Hello everyone, hope you are doing well
SAM/BAM file format specification says that there is a limit to chromosome size that prevents indexing of .bam file, if reference genome had exceptionally large chromosomes. The limit is 2^29-1, which is around 500 M.b.p. This is quite a lot, for example, all human chromosomes are smaller than this, so this limitation does not get in the way very often. However, some organisms, namely barley and wheat, actually have chromosomes around 600 M.b.p. long, so with these genomes it can be an obstruction. I've just tried it:
samtools index file_sort.bam
and it gave the following error:
[E::hts_idx_check_range] Region 536962398..536962445 cannot be stored in a bai index. Try using a csi index with min_shift = 14, n_lvls >= 6
[E::sam_index] Read 'NB552414:80:H3WTKBGXK:3:21607:22796:5232' with ref_name='2H', ref_length=665585731, flags=16, pos=536962399 cannot be indexed
samtools index: failed to create index for "file_sort.bam": Numerical result out of range
Has anyone here encountered this ever before? If yes, how can this be handled? For example, one can split chromosomes into chunks of some 300 M.b.p. to prevent the error from happening. Or am i being too paranoid and just see issues where there are none? Thanks for any help in advance, Nick Shmakov, jr researcher, ICG SB RAS
If you absolutely need a bai index you'll need to break your chromosomes into smaller contigs. If you can use a csi index instead they support sizes greater than the bai index limit given the appropriate min_shift parameter.
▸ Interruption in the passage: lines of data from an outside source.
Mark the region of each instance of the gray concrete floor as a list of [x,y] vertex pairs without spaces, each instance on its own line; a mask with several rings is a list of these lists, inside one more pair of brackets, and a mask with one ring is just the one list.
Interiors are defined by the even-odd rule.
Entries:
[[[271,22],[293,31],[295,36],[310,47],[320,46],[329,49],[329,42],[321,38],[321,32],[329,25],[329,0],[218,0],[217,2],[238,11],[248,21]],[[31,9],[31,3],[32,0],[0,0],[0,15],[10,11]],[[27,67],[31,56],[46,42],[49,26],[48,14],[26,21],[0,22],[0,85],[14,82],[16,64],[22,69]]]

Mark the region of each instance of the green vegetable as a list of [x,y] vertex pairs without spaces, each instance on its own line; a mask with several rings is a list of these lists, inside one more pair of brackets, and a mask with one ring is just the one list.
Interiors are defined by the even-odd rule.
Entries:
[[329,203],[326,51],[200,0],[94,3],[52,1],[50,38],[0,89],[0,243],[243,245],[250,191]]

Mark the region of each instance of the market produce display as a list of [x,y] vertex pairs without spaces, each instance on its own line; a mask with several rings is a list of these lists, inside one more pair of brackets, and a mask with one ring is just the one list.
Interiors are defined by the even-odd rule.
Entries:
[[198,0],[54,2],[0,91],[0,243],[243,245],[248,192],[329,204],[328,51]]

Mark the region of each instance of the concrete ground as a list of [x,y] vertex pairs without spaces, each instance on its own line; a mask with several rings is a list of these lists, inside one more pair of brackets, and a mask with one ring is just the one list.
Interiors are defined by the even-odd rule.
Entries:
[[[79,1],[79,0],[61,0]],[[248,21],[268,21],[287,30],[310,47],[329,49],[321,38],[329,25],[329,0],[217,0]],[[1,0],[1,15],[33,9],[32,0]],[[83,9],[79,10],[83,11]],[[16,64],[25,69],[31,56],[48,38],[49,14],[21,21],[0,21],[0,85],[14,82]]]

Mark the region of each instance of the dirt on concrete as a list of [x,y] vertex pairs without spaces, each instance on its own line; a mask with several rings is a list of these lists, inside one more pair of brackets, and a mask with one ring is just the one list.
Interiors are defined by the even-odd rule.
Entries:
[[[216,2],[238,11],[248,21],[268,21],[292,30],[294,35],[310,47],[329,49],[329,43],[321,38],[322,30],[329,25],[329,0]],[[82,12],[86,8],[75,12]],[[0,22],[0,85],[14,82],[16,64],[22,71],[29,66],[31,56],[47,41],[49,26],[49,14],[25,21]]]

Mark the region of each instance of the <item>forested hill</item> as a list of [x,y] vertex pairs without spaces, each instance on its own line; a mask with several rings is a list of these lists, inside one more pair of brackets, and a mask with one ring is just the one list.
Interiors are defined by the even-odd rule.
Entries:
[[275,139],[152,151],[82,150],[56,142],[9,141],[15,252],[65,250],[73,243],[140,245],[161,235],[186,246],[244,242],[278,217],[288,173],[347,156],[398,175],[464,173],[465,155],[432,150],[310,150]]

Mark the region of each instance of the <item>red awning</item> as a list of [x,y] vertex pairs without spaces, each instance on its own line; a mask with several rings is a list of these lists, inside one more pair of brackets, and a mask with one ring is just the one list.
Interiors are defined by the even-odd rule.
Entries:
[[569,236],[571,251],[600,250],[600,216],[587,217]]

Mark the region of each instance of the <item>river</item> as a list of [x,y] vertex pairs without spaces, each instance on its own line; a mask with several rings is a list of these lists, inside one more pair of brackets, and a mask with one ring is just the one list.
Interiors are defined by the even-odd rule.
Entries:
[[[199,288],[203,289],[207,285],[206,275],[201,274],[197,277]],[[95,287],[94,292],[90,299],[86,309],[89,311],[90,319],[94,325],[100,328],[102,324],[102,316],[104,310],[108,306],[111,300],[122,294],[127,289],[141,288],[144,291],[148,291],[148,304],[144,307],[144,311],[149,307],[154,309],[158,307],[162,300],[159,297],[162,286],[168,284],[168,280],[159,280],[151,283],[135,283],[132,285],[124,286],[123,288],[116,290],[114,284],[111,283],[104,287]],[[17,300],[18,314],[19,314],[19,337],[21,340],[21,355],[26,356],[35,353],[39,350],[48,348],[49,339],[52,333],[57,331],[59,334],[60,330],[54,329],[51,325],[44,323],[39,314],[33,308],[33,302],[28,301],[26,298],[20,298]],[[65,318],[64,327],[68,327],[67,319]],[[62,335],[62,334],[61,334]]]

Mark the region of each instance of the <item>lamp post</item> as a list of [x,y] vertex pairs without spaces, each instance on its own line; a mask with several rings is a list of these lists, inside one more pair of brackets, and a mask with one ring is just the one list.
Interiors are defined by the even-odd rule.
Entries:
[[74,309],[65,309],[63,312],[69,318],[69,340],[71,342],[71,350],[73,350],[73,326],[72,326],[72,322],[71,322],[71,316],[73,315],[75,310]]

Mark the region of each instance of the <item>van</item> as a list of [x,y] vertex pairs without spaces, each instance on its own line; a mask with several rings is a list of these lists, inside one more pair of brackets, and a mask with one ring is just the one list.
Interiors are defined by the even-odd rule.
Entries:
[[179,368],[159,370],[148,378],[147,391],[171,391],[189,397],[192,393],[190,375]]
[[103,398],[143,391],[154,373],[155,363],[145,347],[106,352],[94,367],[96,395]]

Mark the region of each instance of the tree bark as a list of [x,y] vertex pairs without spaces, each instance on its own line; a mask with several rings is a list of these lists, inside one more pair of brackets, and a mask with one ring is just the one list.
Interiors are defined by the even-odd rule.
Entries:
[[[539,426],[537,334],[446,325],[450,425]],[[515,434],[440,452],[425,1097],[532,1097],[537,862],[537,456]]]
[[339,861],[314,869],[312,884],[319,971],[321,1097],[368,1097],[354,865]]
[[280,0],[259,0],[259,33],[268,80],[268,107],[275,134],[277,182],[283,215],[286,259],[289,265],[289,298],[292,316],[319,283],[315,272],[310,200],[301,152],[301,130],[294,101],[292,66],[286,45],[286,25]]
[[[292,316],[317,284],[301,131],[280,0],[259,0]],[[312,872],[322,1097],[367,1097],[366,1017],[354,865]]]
Thank you for your suggestion, unfortunately not everything works with .csi file format. But apparently you don't need indexes at all for snp calling with bcftools
I suggest splitting your chromosomes into small chunks. Maybe you don't need index for variant calling, but many programs/software for subsequent analyses cannot process long chromosomes. How long is your longest chromosome? In my experience, many programs/software cannot handle chromosomes longer than 2^31-1 bp. And the worst thing is many of them don't even show an error or warning message.